Project description:In the lateral geniculate nucleus (LGN) of the thalamus, visual stimulation produces two distinct types of responses known as tonic and burst. Due to the dynamics of the T-type Ca(2+) channels involved in burst generation, the type of response evoked by a particular stimulus depends on the resting membrane potential, which is controlled by a network of modulatory connections from other brain areas. In this study, we use simulated responses to natural scene movies to describe how modulatory and stimulus-driven changes in LGN membrane potential interact to determine the luminance sequences that trigger burst responses. We find that at low resting potentials, when the T channels are de-inactivated and bursts are relatively frequent, an excitatory stimulus transient alone is sufficient to evoke a burst.
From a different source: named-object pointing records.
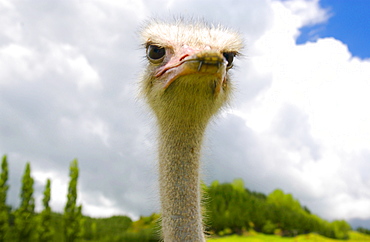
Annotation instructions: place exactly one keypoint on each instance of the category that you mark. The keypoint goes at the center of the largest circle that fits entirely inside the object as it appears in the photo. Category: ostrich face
(188, 67)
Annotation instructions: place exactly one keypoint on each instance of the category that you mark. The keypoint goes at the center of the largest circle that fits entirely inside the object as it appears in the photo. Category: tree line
(230, 209)
(24, 224)
(234, 209)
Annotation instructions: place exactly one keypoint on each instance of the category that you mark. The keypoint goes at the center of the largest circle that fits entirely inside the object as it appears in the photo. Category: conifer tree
(4, 211)
(45, 230)
(72, 212)
(24, 216)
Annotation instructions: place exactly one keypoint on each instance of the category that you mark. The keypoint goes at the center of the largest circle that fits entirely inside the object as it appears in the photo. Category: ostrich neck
(179, 154)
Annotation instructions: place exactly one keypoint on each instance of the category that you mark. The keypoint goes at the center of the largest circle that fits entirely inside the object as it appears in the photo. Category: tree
(72, 212)
(4, 211)
(24, 216)
(45, 229)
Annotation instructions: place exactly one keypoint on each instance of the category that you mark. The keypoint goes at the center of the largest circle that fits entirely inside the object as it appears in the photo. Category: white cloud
(67, 90)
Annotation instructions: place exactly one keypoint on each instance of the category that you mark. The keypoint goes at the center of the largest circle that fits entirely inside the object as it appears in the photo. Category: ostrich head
(185, 83)
(188, 63)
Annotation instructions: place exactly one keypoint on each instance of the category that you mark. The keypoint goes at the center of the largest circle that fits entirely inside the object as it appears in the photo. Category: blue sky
(349, 22)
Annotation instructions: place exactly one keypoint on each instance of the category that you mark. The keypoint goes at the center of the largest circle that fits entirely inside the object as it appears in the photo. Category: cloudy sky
(299, 119)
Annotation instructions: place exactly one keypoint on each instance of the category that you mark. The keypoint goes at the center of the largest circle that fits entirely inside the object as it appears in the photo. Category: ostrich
(186, 83)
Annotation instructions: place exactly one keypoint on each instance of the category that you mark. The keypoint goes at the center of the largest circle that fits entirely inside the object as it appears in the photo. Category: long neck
(179, 153)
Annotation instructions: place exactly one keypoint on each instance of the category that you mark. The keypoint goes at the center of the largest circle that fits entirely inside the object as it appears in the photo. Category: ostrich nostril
(183, 57)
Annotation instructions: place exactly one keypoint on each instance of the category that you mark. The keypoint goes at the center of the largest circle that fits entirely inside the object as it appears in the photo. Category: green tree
(45, 229)
(72, 212)
(24, 216)
(4, 212)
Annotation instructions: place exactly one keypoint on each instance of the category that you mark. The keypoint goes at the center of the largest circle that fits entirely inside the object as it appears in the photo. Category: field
(354, 237)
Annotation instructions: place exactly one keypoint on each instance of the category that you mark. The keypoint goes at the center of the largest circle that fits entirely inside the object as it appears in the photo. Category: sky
(298, 120)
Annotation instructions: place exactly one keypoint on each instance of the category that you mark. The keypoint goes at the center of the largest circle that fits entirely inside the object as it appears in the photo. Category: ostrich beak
(205, 63)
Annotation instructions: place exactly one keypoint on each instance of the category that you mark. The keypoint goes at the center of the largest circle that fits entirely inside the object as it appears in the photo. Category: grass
(354, 237)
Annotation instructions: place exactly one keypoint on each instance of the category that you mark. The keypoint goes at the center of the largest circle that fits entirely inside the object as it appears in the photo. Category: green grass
(354, 237)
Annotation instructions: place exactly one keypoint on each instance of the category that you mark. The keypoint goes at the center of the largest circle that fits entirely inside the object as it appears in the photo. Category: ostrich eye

However, to evoke a burst at high resting potentials, when the T channels are inactivated and bursts are relatively rare, prolonged inhibitory stimulation followed by an excitatory transient is required. We also observe evidence of these effects in vivo, where analysis of experimental recordings demonstrates that the luminance sequences that trigger bursts can vary dramatically with the overall burst percentage of the response. To characterize the functional consequences of the effects of resting potential on burst generation, we simulate LGN responses to different luminance sequences at a range of resting potentials with and without a mechanism for generating bursts. Using analysis based on signal detection theory, we show that bursts enhance detection of specific luminance sequences, ranging from the onset of excitatory sequences at low resting potentials to the offset of inhibitory sequences at high resting potentials. These results suggest a dynamic role for burst responses during visual processing that may change according to behavioral state.